Construction and functional validation of combinatorial designed ankyrin repeat protein (DARPin) libraries for phage display

Abstract

Designed ankyrin repeat protein (DARPin) is one of the most advanced alternative scaffold proteins. In this study, a combinatorial DARPin library for phage display was constructed. Firstly, a binary DARPin phage display library (termed BiLiBST) was constructed containing variating tyrosine and serine residues. Five PelB signal sequence mutants were then analyzed to find the one with the best display levels for BiLiBST. These variants were found in earlier study on anti-GFP DARPin display using modified signal sequence, but it was not known if the increased display levels were a generic behavior irrespective of displaying either fixed DARPin protein or library DARPin. The capability of each PelB variant to display BiLiBST was determined by anti-DARPin immunoassay, and the phage stocks titers were normalized by total phage immunoassay.
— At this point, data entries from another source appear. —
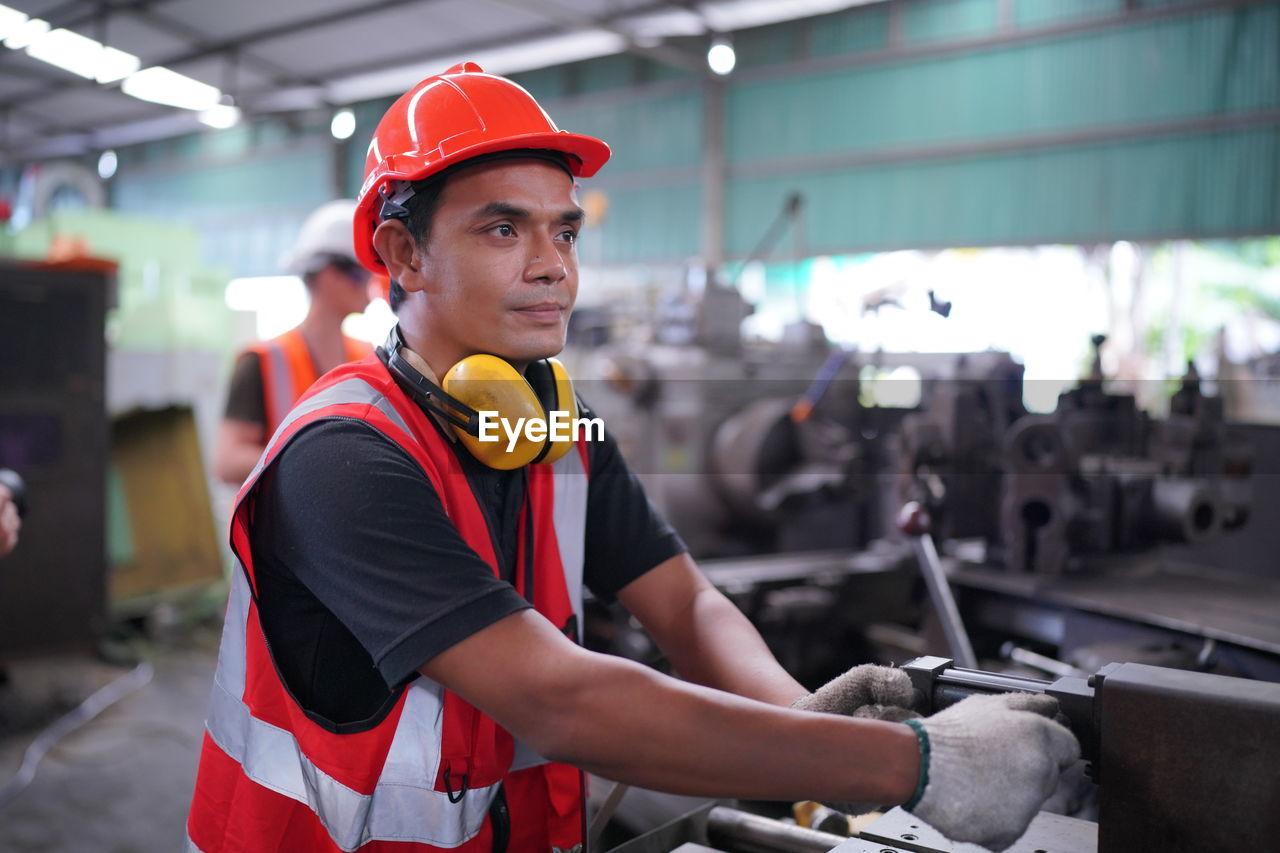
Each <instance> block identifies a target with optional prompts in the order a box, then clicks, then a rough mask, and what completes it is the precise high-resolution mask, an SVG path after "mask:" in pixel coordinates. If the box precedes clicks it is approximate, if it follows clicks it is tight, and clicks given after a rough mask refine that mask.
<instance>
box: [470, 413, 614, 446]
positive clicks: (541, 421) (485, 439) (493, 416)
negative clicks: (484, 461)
mask: <svg viewBox="0 0 1280 853" xmlns="http://www.w3.org/2000/svg"><path fill="white" fill-rule="evenodd" d="M477 414H479V415H480V421H479V425H480V432H479V434H477V435H476V438H479V439H480V441H483V442H498V441H502V437H503V435H506V437H507V452H508V453H509V452H511V451H513V450H515V448H516V442H518V441H520V438H521V437H524V438H525V439H527V441H531V442H543V441H547V439H548V438H550V439H552V441H553V442H567V441H575V442H576V441H579V439H580V438H585V439H586V441H589V442H602V441H604V421H603V420H600V419H599V418H570V416H568V412H567V411H564V410H563V409H553V410H552V412H550V418H516V419H515V420H512V419H511V418H499V416H498V412H495V411H480V412H477ZM499 433H500V434H499Z"/></svg>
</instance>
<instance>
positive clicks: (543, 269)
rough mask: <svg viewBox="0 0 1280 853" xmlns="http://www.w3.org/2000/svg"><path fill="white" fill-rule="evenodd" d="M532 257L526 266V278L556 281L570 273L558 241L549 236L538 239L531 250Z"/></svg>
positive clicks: (530, 253)
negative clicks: (565, 261)
mask: <svg viewBox="0 0 1280 853" xmlns="http://www.w3.org/2000/svg"><path fill="white" fill-rule="evenodd" d="M530 254H531V255H532V257H530V259H529V264H527V265H526V266H525V280H529V282H545V283H549V284H550V283H556V282H559V280H561V279H563V278H564V275H566V274H567V273H568V270H567V268H566V264H564V259H563V257H561V252H559V248H558V247H557V246H556V241H553V240H550V238H549V237H548V238H544V240H540V241H538V242H536V243H535V245H534V247H532V248H531V250H530Z"/></svg>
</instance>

All tested PelB variants exhibited statistically significant improvement in display of the BiLiBST compared to the parental PelB and few variants had even twofold higher display efficiency than DsbA, which has previously been the standard for filamentous phage display of DARPins. The BiLiBST library was displayed with DN5 signal sequence and preselected for open reading frames by panning two rounds against anti-DARPin Fabs. The DARPin libraries were effectively purified from frameshifts as the frequency of frameshift decreased from 50 % to 13 %. The main DARPin library construction was performed by assembly PCR using purified BiLiBST as template and its validity was confirmed by selecting against the GST-tagged protein N from SARS-COV-2 for three rounds. Successful enrichment of binders was confirmed by phage immunoreactivity assay with signal to background ratios up to 11-fold. This is a solid foundation for further molecular diversification and library construction.